Other ‘goggas’ perform seemingly impossible feats. Mosquito-like pond skaters can literally walk on water, using the surface tension to create a contact angle with their miniscule feet, which is so high that the surface pressure prevents them from sinking. Because the force exerted by water’s surface tension is proportional to the length of a pond skater’s feet, a human weighing a million times more than a pond skater would need feet with a perimeter of more than seven kilometres to do this.

The common housefly, which pesters you to the extent that a swatter has been designed specifically to deal with it, is aerodynamically possibly the most gifted creature on Earth. What aircraft can execute six turns a second, hover instantly, fly straight up (or down or backward), somersault and land upside-down or on a vertical surface? Its brain, by the way, is smaller than a pinhead, yet the swipe of a human hand is magnitudes slower than a fly’s ability to avoid being smacked. An ardent studier of hoverflies disputes this agility however, maintaining they are the ultimate aerial performer. We will have equaled the darting hoverfly when we develop an aircraft that can hover in one spot, hurtle through the air to another point, and return directly to precisely the previous hovering point. Using advanced technology, which involves filming at super-slow motion; researchers put another acrobat, the ubiquitous fruit fly through its paces by manipulating their visual field in a closed chamber. When the film is screened, there are 6 000 images of every second of the acrobatics performed by these densely-clustered fliers to explain how they avoid mid-air collisions. Executing 90-degree turns, they employ their total of 12 muscles in combination with compound eyes, light sensors, wind-sensitive hairs and equilibrium organs on their backs that function like gyroscopes. A mid-air collision has not yet been recorded during these experiments.

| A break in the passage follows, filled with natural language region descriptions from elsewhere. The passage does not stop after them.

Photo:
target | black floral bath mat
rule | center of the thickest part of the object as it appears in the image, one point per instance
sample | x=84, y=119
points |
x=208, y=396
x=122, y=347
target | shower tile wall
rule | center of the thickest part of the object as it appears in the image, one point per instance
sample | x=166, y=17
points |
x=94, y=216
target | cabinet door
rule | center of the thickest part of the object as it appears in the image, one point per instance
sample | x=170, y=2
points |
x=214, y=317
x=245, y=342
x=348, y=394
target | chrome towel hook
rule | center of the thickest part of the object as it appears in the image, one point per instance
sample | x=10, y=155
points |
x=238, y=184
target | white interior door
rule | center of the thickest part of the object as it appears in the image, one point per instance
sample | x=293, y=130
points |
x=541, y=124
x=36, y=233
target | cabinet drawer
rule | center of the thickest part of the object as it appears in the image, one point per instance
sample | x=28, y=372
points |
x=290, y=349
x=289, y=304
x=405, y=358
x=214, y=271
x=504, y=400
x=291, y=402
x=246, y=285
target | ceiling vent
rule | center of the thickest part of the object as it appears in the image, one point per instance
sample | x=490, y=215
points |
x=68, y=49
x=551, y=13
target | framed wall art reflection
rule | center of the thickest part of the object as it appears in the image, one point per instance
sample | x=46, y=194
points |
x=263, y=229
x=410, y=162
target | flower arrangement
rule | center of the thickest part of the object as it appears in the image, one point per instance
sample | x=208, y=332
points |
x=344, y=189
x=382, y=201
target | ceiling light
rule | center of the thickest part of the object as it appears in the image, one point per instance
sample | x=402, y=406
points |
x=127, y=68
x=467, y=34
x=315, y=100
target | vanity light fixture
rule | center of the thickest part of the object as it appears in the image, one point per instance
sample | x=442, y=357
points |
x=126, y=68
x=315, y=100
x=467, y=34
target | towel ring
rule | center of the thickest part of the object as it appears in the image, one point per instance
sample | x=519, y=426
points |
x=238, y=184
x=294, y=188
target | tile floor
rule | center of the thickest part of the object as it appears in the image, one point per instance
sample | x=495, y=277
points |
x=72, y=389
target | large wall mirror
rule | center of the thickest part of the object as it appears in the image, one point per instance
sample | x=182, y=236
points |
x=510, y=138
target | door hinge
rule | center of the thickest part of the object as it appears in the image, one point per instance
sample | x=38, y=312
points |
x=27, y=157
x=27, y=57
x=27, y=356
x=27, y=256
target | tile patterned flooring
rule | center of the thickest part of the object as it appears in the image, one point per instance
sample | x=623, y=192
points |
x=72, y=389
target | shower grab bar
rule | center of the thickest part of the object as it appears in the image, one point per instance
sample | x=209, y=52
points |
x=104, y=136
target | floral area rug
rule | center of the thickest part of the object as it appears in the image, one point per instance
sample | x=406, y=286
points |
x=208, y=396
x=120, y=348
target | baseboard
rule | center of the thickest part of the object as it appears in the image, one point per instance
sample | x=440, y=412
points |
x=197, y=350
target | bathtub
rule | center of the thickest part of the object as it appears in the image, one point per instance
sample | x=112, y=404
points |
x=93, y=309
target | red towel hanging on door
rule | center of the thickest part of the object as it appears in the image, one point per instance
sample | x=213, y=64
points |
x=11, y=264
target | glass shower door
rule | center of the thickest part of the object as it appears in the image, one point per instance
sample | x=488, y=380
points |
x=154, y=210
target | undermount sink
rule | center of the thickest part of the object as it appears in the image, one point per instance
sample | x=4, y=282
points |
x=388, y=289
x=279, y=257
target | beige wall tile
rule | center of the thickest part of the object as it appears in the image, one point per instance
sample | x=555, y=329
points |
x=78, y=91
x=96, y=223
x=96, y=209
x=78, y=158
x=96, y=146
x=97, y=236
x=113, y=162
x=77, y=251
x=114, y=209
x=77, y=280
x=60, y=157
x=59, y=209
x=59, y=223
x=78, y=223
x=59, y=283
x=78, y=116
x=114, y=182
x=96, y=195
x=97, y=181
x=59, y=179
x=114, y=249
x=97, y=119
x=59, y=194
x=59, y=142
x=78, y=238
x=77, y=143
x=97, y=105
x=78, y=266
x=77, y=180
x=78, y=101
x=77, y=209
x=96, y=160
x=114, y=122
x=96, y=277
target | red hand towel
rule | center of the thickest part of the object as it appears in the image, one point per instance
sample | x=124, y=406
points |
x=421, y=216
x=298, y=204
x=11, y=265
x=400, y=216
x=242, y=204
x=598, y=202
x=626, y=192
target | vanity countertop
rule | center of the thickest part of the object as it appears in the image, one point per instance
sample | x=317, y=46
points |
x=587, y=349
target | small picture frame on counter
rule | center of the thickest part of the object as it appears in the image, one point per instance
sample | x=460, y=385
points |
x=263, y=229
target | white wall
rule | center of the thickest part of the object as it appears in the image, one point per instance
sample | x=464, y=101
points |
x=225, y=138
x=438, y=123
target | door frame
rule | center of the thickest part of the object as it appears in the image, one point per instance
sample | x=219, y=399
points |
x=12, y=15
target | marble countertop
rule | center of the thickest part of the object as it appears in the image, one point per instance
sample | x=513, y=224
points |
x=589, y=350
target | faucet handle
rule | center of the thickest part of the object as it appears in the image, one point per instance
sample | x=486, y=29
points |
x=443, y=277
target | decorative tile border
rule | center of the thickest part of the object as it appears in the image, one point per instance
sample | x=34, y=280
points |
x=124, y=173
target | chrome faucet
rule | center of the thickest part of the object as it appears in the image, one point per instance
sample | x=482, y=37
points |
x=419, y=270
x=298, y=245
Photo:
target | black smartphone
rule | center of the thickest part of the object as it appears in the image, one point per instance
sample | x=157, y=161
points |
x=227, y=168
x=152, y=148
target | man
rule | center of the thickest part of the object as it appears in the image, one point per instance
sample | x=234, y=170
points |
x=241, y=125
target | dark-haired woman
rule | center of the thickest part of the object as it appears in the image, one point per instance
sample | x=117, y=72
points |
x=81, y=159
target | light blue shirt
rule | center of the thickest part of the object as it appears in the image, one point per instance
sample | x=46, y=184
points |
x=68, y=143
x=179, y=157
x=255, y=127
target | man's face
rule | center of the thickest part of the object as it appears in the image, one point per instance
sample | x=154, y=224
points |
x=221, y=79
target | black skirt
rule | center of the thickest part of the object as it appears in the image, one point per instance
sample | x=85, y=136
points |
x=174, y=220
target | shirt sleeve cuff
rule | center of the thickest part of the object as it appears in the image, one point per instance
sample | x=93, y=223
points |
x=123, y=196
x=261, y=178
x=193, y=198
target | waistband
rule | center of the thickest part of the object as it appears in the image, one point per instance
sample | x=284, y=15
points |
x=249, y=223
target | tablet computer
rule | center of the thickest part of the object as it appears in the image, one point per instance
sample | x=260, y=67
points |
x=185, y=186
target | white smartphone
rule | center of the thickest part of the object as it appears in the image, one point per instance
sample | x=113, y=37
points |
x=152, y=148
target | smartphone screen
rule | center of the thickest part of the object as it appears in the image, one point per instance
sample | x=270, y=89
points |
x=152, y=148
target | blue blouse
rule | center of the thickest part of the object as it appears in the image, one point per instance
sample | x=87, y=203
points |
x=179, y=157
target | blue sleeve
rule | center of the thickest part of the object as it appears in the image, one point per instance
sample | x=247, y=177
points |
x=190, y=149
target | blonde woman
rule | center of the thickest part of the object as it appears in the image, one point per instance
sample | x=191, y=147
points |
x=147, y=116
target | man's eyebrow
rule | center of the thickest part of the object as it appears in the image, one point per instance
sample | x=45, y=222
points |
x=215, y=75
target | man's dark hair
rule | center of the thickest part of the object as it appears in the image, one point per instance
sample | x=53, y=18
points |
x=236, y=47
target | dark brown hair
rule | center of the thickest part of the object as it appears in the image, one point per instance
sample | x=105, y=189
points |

Flies have been around for hundreds of millions of years. They are also the first animals to take to the air, long before birds. When you finally flatten that pestering fly with a well-aimed swipe of the swatter or triumphantly exterminate the ant colony, which is excavating your driveway, with deadly insecticide dust, remember…there are more where they come from and they will probably outlast us as a species.